Forget all the “earnings season” analysis you read last month. The real earnings season—annual 10-K filing season—is happening right now.

Every year in this six-week stretch from mid-February through the end of March, we parse and analyze roughly 2,000 10-Ks to update our models for companies with a 12/31 fiscal year end. Our analysts work tirelessly to uncover red flags hidden in the footnotes and make our models the best in the business.

There’s no way we could analyze so many filings in such a short time without our engineering team’s help. Using machine learning and natural language processing, we automate much of the rote work of data gathering and modeling. Our technology frees our analysts up to spend more time on the complicated and unusual data points that other firms miss.
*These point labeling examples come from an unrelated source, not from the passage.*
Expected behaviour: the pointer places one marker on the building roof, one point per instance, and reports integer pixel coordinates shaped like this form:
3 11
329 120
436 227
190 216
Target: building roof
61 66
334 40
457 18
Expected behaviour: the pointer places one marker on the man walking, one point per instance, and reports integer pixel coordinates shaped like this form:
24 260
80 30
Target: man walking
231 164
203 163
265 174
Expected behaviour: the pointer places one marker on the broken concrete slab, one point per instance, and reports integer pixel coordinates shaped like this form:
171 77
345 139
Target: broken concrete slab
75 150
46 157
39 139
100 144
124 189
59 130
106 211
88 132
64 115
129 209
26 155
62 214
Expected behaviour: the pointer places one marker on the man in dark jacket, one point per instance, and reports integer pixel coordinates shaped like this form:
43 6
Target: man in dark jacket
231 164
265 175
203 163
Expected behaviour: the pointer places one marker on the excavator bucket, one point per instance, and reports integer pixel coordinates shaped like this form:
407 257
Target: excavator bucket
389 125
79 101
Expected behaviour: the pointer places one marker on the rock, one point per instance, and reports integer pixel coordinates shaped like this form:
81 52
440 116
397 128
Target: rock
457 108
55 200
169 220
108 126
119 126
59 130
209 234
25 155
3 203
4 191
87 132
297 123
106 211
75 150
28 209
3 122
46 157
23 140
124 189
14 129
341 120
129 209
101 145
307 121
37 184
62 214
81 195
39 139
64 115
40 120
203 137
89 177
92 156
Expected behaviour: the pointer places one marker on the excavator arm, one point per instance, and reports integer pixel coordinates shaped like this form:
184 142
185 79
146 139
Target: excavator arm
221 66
Investors understand that analyzing all financial statements and footnotes is an essential part of the diligence needed to fulfill the fiduciary duty of care. How else can one make the necessary adjustments to assess a company’s true earnings and return on invested capital (ROIC)? Our innovation is to scale this diligence and make it easily accessible to our subscribers.

What We Accomplished Yesterday

Figure 1 shows the work our analysts did yesterday and over the entirety of this filing season so far.
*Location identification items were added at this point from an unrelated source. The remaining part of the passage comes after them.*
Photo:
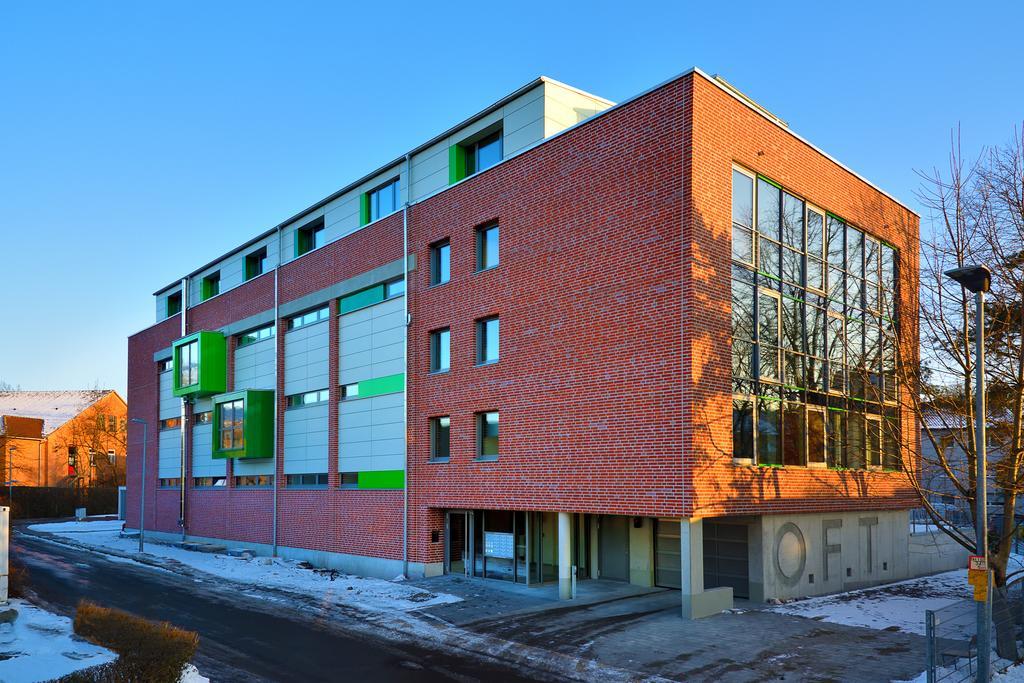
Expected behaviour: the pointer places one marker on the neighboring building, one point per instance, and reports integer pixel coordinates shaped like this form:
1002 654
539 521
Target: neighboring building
64 438
549 384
Figure 1: Filing Season Diligence

newconstructs_filingseasondiligencestats_2017-03-01

Sources: New Constructs, LLC and company filings. 

Yesterday, our analysts parsed 131 filings and collected 19,357 data points. In total, they made 3,384 adjustments with a dollar value of $1.3 trillion. That breaks down into:

  • 1,382 income statement adjustments with a total value of $89 billion
  • 1,462 balance sheet adjustments with a total value of $528 billion
  • 540 valuation adjustments with a total value of $685 billion

In particular, analyst Peter Apockotos found an unusual item yesterday in Chart Industries (GTLS: $36/share) 10-K.

On page 42 of the financial footnotes (page 95 overall), we found over $15 million in hidden non-operating income due to the recovery of warranty costs related to product lines acquired in 2012. This non-operating item represents 55% of Chart Industries’ reported GAAP net income for 2016. Removing the impact of this unusual item, along with other adjustments, reveals that Chart Industries operating profit (NOPAT) declined by 39% in 2016, as opposed to the significant increase in its reported net income.

This article originally published here on March 1, 2017.

Disclosure: David Trainer, Peter Apockotos, and Sam McBride receive no compensation to write about any specific stock, sector, style, or theme.